Op diezelfde website is ook het gedicht in het handschrift van de dichter te zien. Het is nog wel aardig om te noteren dat de dierenliefde van Burns bepaald modern aan doet.

Het gedicht bestaat uit vier strofen van vier regels, geschreven in een vijfvoetige jambe (het metrum van de versregel doet vijf keer pom-póm). Ik heb er in vertaling een zesvoetige jambe van gemaakt. (Misschien dat ik er later nog een vertaalversie aan toevoeg die geschreven is in een vijfvoetige jambe.) Omdat het een achttiende-eeuws gedicht betreft heb ik een paar wat oudere zinswendingen gebruikt.

De eerste strofe beschrijft de woede van de spreker bij het zien van de gewonde haas. Hij wenst de schutter niet veel goeds toe. In de tweede en de derde strofe wendt de spreker zich tot de haas, en is de toon teder. In de vierde strofe beschrijft de spreker wat hij missen zal als de haas er niet meer is, en keert nog één keer zijn agressie jegens de schutter terug.

Deze vertaling is de derde vertaling die ik heb gemaakt voor vertaalgenootschap De Weerklank. Ik heb al eens iets over dat genootschap verteld bij mijn vertaling van Japanse esdoorn van Clive James.

Geluidsopname

Geluidsopname van de vertaling – Arie Sonneveld

Vertaling:

De gewonde haas

Beestachtig mens!

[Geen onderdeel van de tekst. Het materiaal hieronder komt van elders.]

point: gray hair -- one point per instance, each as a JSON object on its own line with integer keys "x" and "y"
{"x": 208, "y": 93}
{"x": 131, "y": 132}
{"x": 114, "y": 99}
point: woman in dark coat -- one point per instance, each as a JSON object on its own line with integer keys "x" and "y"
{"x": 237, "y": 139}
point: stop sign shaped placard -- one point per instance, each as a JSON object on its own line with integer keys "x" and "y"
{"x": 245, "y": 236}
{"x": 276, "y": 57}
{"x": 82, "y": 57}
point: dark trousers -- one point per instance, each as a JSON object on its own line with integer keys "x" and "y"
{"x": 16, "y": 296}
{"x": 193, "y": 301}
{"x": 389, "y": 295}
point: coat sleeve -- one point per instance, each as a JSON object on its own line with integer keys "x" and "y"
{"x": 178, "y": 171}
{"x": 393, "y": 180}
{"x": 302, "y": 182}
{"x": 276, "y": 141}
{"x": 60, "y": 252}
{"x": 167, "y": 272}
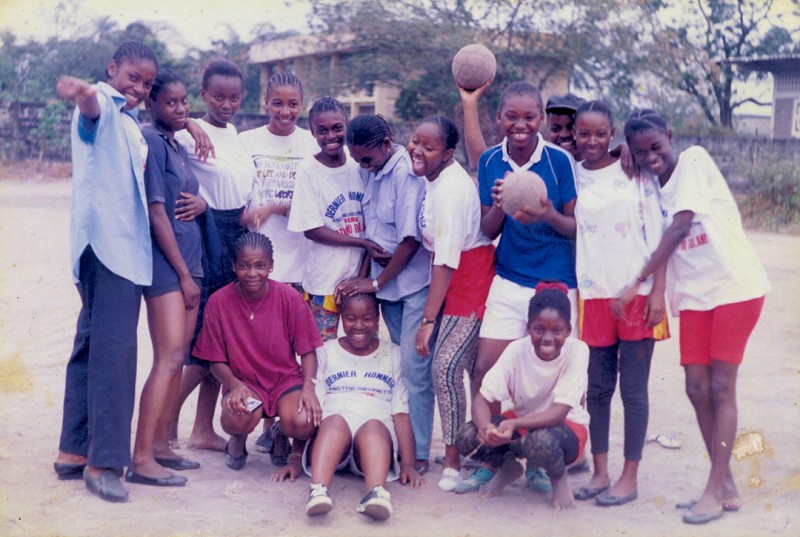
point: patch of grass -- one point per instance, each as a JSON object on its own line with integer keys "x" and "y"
{"x": 772, "y": 202}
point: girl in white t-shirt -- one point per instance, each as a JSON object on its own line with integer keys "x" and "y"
{"x": 365, "y": 425}
{"x": 326, "y": 208}
{"x": 543, "y": 376}
{"x": 225, "y": 180}
{"x": 461, "y": 274}
{"x": 715, "y": 283}
{"x": 277, "y": 149}
{"x": 619, "y": 225}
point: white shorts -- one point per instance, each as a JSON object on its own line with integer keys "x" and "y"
{"x": 354, "y": 422}
{"x": 506, "y": 316}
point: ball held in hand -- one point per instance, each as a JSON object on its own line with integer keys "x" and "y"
{"x": 473, "y": 66}
{"x": 523, "y": 188}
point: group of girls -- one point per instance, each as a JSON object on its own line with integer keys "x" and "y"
{"x": 406, "y": 233}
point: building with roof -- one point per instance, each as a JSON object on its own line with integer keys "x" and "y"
{"x": 322, "y": 64}
{"x": 785, "y": 70}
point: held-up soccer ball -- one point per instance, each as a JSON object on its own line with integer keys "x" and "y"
{"x": 473, "y": 65}
{"x": 521, "y": 188}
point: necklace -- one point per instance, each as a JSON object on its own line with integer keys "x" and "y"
{"x": 246, "y": 305}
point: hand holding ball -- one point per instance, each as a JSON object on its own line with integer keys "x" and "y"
{"x": 473, "y": 66}
{"x": 523, "y": 188}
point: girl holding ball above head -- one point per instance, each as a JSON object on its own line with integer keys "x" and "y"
{"x": 392, "y": 201}
{"x": 715, "y": 283}
{"x": 463, "y": 266}
{"x": 619, "y": 226}
{"x": 327, "y": 208}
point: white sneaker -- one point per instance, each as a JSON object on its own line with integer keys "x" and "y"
{"x": 450, "y": 478}
{"x": 319, "y": 503}
{"x": 376, "y": 504}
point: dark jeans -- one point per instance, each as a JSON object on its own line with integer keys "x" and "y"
{"x": 101, "y": 374}
{"x": 550, "y": 448}
{"x": 631, "y": 359}
{"x": 228, "y": 230}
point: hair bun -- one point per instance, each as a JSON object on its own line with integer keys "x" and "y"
{"x": 558, "y": 286}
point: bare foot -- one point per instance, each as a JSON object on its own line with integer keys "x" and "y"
{"x": 598, "y": 482}
{"x": 707, "y": 504}
{"x": 730, "y": 495}
{"x": 507, "y": 473}
{"x": 622, "y": 488}
{"x": 213, "y": 442}
{"x": 562, "y": 494}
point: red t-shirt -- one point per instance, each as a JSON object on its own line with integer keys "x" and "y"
{"x": 262, "y": 352}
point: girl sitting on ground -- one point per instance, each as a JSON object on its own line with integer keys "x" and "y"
{"x": 544, "y": 374}
{"x": 365, "y": 408}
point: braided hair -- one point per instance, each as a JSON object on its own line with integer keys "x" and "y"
{"x": 550, "y": 295}
{"x": 164, "y": 78}
{"x": 595, "y": 106}
{"x": 283, "y": 78}
{"x": 447, "y": 128}
{"x": 643, "y": 120}
{"x": 325, "y": 104}
{"x": 521, "y": 87}
{"x": 221, "y": 68}
{"x": 252, "y": 240}
{"x": 369, "y": 131}
{"x": 134, "y": 49}
{"x": 370, "y": 297}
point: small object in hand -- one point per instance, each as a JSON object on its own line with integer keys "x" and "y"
{"x": 523, "y": 188}
{"x": 667, "y": 441}
{"x": 252, "y": 403}
{"x": 473, "y": 66}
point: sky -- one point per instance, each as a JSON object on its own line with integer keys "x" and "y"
{"x": 199, "y": 21}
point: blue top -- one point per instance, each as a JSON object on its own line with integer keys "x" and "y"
{"x": 392, "y": 202}
{"x": 165, "y": 177}
{"x": 109, "y": 208}
{"x": 527, "y": 254}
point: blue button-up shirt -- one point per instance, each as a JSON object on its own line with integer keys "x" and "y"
{"x": 109, "y": 207}
{"x": 392, "y": 201}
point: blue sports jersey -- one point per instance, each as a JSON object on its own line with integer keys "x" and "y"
{"x": 528, "y": 254}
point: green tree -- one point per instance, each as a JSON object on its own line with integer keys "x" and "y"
{"x": 688, "y": 45}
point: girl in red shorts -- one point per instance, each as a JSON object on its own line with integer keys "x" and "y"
{"x": 715, "y": 283}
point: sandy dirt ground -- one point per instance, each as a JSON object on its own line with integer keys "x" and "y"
{"x": 37, "y": 321}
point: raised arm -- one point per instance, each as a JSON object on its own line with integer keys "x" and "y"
{"x": 82, "y": 94}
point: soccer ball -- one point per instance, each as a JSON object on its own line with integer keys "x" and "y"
{"x": 523, "y": 188}
{"x": 473, "y": 65}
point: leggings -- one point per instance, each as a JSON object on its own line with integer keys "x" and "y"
{"x": 456, "y": 349}
{"x": 631, "y": 359}
{"x": 550, "y": 448}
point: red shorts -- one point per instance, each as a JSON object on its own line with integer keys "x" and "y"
{"x": 599, "y": 327}
{"x": 719, "y": 334}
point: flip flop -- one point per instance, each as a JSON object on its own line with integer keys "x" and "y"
{"x": 585, "y": 493}
{"x": 729, "y": 507}
{"x": 667, "y": 441}
{"x": 702, "y": 518}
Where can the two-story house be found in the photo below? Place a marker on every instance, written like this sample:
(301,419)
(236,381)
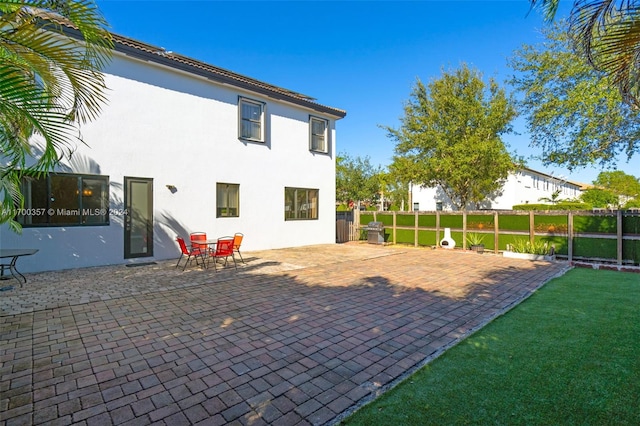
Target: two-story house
(525,186)
(183,146)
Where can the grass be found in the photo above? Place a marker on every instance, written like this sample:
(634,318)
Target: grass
(567,355)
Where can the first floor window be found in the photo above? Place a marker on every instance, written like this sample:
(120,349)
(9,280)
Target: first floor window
(300,203)
(251,120)
(61,199)
(318,136)
(227,200)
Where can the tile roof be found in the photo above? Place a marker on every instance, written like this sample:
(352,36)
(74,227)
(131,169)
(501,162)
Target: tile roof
(159,55)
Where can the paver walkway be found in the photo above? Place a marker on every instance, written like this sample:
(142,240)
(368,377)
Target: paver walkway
(296,336)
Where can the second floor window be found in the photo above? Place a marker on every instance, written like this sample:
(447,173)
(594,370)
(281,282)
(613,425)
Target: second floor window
(251,120)
(318,135)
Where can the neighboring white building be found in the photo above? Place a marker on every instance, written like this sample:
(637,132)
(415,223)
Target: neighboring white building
(183,146)
(526,186)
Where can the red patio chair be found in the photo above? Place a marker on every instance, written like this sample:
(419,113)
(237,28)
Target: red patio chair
(190,252)
(199,236)
(224,249)
(237,241)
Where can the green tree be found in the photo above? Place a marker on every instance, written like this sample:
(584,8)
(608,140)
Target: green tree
(607,34)
(356,180)
(51,54)
(600,198)
(450,136)
(572,113)
(619,183)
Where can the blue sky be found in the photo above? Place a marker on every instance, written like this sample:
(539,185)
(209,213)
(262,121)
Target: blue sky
(360,56)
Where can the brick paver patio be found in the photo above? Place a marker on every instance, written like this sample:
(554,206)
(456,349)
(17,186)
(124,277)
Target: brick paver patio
(296,336)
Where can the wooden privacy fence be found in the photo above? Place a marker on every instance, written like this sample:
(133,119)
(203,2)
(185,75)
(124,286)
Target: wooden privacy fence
(346,228)
(608,236)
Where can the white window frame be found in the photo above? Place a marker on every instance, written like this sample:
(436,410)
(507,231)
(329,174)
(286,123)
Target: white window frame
(261,121)
(324,135)
(227,199)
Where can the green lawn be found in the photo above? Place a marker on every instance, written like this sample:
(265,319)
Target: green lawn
(569,355)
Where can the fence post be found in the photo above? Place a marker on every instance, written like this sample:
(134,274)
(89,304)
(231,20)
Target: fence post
(619,232)
(415,234)
(394,227)
(532,227)
(464,230)
(437,227)
(570,236)
(496,233)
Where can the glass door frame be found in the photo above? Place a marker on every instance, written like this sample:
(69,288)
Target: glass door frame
(129,217)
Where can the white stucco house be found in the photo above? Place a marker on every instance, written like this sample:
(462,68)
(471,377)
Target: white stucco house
(525,186)
(183,146)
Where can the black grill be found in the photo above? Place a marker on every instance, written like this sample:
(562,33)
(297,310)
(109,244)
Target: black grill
(375,233)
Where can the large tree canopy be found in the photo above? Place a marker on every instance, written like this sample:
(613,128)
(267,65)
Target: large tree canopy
(572,113)
(50,83)
(356,179)
(450,136)
(607,34)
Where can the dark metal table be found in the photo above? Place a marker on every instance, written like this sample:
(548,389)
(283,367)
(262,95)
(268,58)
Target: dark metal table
(14,255)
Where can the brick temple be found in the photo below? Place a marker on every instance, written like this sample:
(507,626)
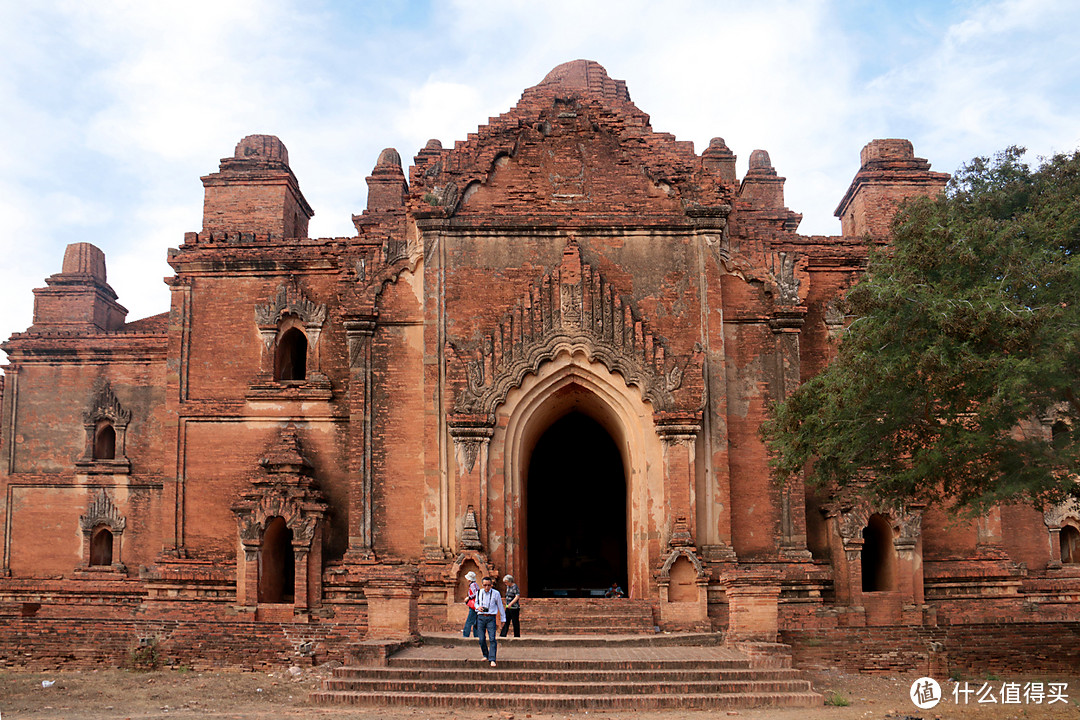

Vervloekt zij jouw barbaarse daad,
en doem verdienen jouw twee moordbeluste ogen;
dat vreugde nooit jouw wrede hart verkwikken moge,
en dat geen mededogen ooit jou van je schuld ontslaat.

Hou even vol nog, arme zwerver van de heide,
bij ‘t bitter stukje van het leven dat nog rest!
Er zal geen verpozing zijn, geen voedsel, geen nest
in ’t dichte struikgewas of in de groene weiden.

Zoek dan, verminkte stakker, een plekje voor vrede,
en vrede niet alleen, maar waar je sterven kunt!
Het beschermend ruisen zij je zeker gegund,
de koude aarde neemt jouw warme bloed wel mede.

En als ik mijmer, wachtend langs de kronkelende Nith,
tot de avond valt, of laat nog bij de wei zal staan,
Dan mis ik dat ik jou er dartelend vandoor zie gaan,
‘k vervloek de lafaard, rouw om jouw mistroostig lot.

Origineel:

The wounded hare

Inhuman man! curse on thy barb’rous art,
And blasted be thy murder-aiming eye;
May never Pity soothe thee with a sigh,
Nor ever Pleasure glad thy cruel heart!

Go live, poor wanderer of the wood and field,
The bitter little that of life remains!
No more the thickening brakes and verdant plains
To thee shall home, or food, or pastime yield.

Seek, mangled wretch, some place of wonted rest,
No more of rest, but now thy dying bed!
The sheltering rushes whistling o’er thy head,
The cold earth with thy bloody bosom prest.

Oft as by winding Nith I, musing, wait
The sober eve, or hail the cheerful dawn,
I’ll miss thee sporting o’er the dewy lawn,
And curse the ruffian’s aim, and mourn thy hapless fate.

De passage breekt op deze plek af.